トレーニングにおいては、大規模な教師なし学習と少数の教師あり学習を組み合わせた手法を採用しています。教師なし学習の部分では、大量のテキストと画像データを用いて事前トレーニングを行い、言語と画像の基本的な特徴とパターンを学習します。教師あり学習の部分では、アノテーションデータとツール使用データを用いてモデルを微調整し、ツールをより適切に理解し使用できるようにします。

ベンチマークテストでは、o3とo4-miniは優れた性能を示しました。AIME2024テストでは、o3の精度は91.6%、o4-miniは93.4%でした。AIME2025テストでは、o3の精度は88.9%、o4-miniは92.7%でした。プログラミングコンテスト(Codeforces)テストでは、o4-miniは2719点を獲得し、世界トップ200位以内に入りました。o3は2706点でした。博士レベルの問題解決GPQAテストでは、o3モデルの精度は83%、o4-miniは81.4%でした。マルチモーダルタスクにおいては、o3とo4-miniはMMU Math、Vista、Charive、Vstarなどのマルチモーダルベンチマークテストでも優れた性能を示しました。

通常のテストに加えて、OpenAIはいくつかの実際の使用テスト結果も共有しました。科学研究分野では、モデルは研究者が実験データを迅速に分析し、文献を参照し、新しい研究のアイデアを提案するのに役立ちます。ソフトウェア開発分野では、開発者がコードのバグを迅速に特定し修正するのに役立ちます。これらの実際のアプリケーションテストの結果は、o3とo4-miniが複雑な科学的問題や実際の開発タスクを処理する際の効率性と大きな可能性をさらに証明しています。

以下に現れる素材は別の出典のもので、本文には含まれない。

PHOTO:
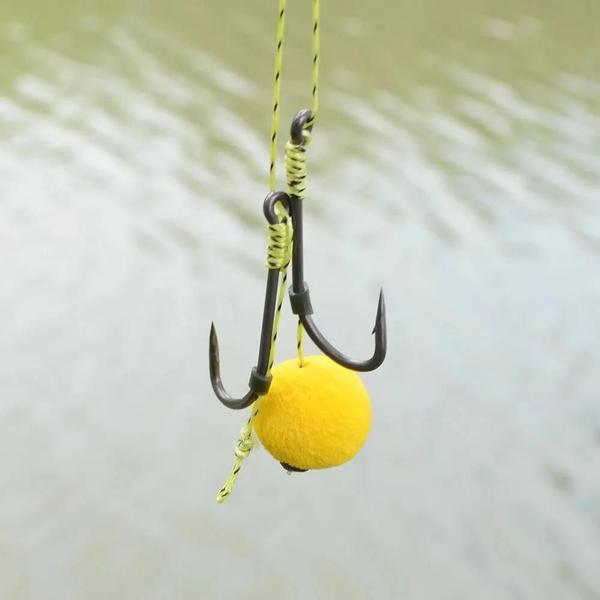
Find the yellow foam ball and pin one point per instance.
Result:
(315, 416)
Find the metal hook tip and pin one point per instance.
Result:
(380, 316)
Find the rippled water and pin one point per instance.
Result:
(456, 161)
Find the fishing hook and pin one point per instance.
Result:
(260, 380)
(299, 293)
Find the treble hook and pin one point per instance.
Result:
(260, 381)
(299, 294)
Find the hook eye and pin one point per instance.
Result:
(301, 121)
(271, 201)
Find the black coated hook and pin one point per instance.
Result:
(259, 380)
(299, 294)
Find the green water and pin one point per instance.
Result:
(456, 162)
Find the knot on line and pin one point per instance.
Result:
(242, 450)
(279, 250)
(295, 165)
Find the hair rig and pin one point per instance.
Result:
(312, 412)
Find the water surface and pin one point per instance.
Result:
(455, 162)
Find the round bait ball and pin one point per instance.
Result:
(315, 416)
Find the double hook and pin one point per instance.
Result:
(260, 379)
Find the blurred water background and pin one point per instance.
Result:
(456, 162)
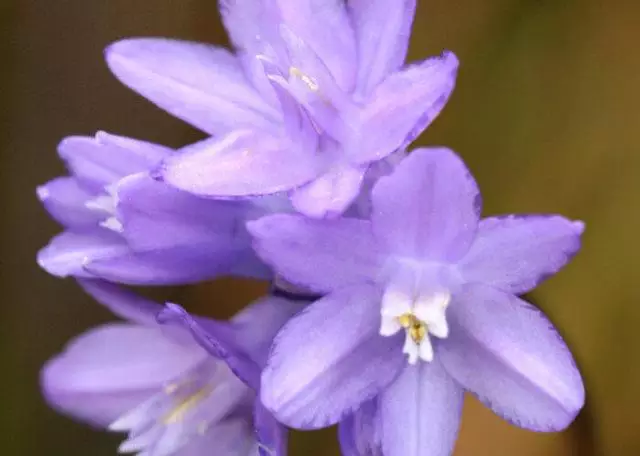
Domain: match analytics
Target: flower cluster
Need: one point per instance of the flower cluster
(390, 296)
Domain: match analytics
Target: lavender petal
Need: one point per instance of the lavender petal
(427, 208)
(322, 255)
(515, 253)
(331, 349)
(508, 354)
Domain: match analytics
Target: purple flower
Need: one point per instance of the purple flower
(296, 108)
(156, 382)
(422, 304)
(123, 226)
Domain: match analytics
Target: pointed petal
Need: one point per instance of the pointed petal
(310, 20)
(420, 412)
(359, 433)
(200, 84)
(382, 30)
(515, 253)
(240, 164)
(272, 436)
(508, 354)
(257, 324)
(104, 159)
(65, 201)
(110, 369)
(402, 107)
(217, 338)
(252, 24)
(428, 208)
(330, 194)
(176, 266)
(68, 253)
(321, 255)
(330, 350)
(122, 302)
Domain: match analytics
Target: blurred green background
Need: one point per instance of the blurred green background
(545, 114)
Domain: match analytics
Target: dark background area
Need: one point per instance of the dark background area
(545, 114)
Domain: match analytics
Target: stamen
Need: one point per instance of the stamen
(416, 328)
(308, 80)
(178, 412)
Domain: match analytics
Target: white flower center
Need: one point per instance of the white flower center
(418, 317)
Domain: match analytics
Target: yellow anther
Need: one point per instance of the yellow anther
(308, 80)
(417, 328)
(179, 411)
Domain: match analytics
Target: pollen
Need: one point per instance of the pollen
(416, 328)
(308, 80)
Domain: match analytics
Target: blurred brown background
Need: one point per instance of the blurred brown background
(545, 113)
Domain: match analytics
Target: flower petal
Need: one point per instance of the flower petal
(359, 433)
(331, 349)
(330, 194)
(68, 253)
(240, 164)
(104, 159)
(110, 369)
(272, 436)
(420, 412)
(65, 199)
(428, 208)
(310, 20)
(257, 324)
(251, 24)
(218, 339)
(508, 354)
(321, 255)
(382, 30)
(515, 253)
(201, 84)
(177, 266)
(233, 436)
(401, 107)
(122, 302)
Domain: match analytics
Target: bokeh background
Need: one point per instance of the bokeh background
(545, 113)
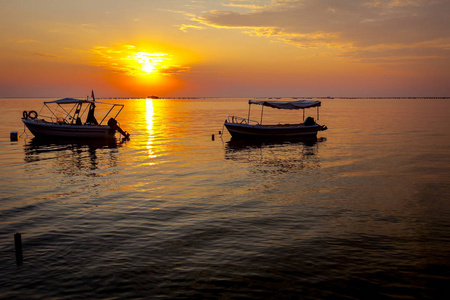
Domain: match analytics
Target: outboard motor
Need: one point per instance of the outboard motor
(112, 123)
(309, 121)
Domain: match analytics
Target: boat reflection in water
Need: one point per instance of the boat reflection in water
(276, 156)
(72, 156)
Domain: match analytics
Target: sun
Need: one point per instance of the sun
(148, 63)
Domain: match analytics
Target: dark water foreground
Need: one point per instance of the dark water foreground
(360, 213)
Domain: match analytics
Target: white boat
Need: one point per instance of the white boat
(246, 128)
(74, 118)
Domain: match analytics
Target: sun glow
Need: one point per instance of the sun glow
(148, 63)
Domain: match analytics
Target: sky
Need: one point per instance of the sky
(233, 48)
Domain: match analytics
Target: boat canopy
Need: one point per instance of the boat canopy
(74, 101)
(299, 104)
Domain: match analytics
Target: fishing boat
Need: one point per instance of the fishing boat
(74, 118)
(246, 128)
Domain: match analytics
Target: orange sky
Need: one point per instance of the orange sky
(234, 48)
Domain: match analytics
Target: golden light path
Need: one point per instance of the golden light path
(150, 131)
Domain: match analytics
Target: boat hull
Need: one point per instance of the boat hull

本日より、ChatGPT Plus、Pro、Teamユーザーは、モデルセレクターでo3、o4-mini、o4-mini-highが表示されます。ChatGPT EnterpriseとEduユーザーは1週間後にアクセス権限が付与されます。すべてのプランの速度制限は以前のモデルと同じです。フルバージョンo3とo4-miniは、Chat Completions APIとResponses APIを通じて開発者にも公開されます。Responses APIは推論サマリー機能をサポートしており、関数呼び出し時に推論トークンを保持してパフォーマンスを向上させることができます。また、近日中にWeb検索、ファイル検索、コードインタープリターなどのビルトインツールをサポートし、モデルの推論能力を強化する予定です。